Selain itu, pelebaran spread Surat Berharga Negara (SBN) dengan US Treasury 10 tahun hingga 255 basis poin turut menambah kekhawatiran.
Pemangkasan rating saham Indonesia oleh Morgan Stanley dan Goldman Sachs juga menjadi faktor pelemahan IHSG. Menurut Oktavianus, investor global mulai meragukan stabilitas fiskal Indonesia akibat pelebaran defisit anggaran.
Investor asing juga terus menarik dananya dari pasar modal Indonesia.
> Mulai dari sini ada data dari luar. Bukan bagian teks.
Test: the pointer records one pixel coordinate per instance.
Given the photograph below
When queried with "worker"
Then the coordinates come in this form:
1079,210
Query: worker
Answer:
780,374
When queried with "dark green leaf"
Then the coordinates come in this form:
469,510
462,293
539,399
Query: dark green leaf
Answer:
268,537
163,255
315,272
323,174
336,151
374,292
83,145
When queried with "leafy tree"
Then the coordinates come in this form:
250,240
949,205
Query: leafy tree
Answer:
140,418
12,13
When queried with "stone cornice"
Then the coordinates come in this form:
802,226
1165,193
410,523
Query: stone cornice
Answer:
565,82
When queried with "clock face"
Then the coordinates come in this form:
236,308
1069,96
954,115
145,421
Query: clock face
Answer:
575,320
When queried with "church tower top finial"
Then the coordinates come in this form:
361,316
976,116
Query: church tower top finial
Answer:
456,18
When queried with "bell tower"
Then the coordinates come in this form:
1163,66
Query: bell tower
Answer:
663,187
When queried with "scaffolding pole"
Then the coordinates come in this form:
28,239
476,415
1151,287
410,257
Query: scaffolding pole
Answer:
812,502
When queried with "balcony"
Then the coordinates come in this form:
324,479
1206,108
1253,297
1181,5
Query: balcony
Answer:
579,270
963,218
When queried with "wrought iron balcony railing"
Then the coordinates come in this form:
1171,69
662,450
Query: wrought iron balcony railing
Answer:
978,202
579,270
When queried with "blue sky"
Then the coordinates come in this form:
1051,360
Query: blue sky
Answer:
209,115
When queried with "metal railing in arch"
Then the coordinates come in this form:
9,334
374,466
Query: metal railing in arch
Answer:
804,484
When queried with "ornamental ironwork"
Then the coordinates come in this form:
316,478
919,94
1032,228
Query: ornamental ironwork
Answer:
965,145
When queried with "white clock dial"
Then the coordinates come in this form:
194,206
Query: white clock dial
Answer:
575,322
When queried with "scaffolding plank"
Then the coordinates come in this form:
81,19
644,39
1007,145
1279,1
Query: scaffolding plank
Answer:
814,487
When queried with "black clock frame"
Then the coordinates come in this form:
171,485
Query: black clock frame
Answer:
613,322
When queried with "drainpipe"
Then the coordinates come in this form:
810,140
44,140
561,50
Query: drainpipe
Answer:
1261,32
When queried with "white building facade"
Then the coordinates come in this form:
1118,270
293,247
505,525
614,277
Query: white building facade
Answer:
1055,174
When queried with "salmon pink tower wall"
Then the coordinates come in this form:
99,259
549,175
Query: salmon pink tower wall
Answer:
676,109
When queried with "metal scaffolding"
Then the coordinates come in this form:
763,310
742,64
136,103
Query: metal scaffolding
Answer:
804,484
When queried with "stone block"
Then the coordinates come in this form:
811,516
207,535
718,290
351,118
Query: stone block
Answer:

Data hingga 17 Maret 2025 menunjukkan capital outflow mencapai Rp26,9 triliun, menambah tekanan terhadap indeks saham.
Sementara itu, Direktur PT Laba Forexindo Berjangka Ibrahim Assuaibi menilai faktor eksternal turut mempengaruhi kejatuhan IHSG. Ia menyebut kebijakan perdagangan AS di bawah kepemimpinan Donald Trump memicu kekhawatiran pasar global.
“Trump kembali mengangkat isu perang dagang dengan negara mitra seperti Tiongkok dan Uni Eropa, yang bisa berdampak negatif terhadap ekonomi global,” kata Ibrahim.
Selain itu, gejolak di Timur Tengah juga menjadi faktor tekanan bagi pasar saham.
“Serangan Israel ke Jalur Gaza memicu eskalasi konflik, menyebabkan dolar AS menguat dan investor lebih berhati-hati terhadap aset berisiko,” tambahnya.
Dengan berbagai sentimen negatif ini, IHSG masih berpotensi mengalami tekanan dalam beberapa waktu ke depan.
Investor disarankan untuk mencermati perkembangan ekonomi global dan kebijakan domestik sebelum mengambil keputusan investasi.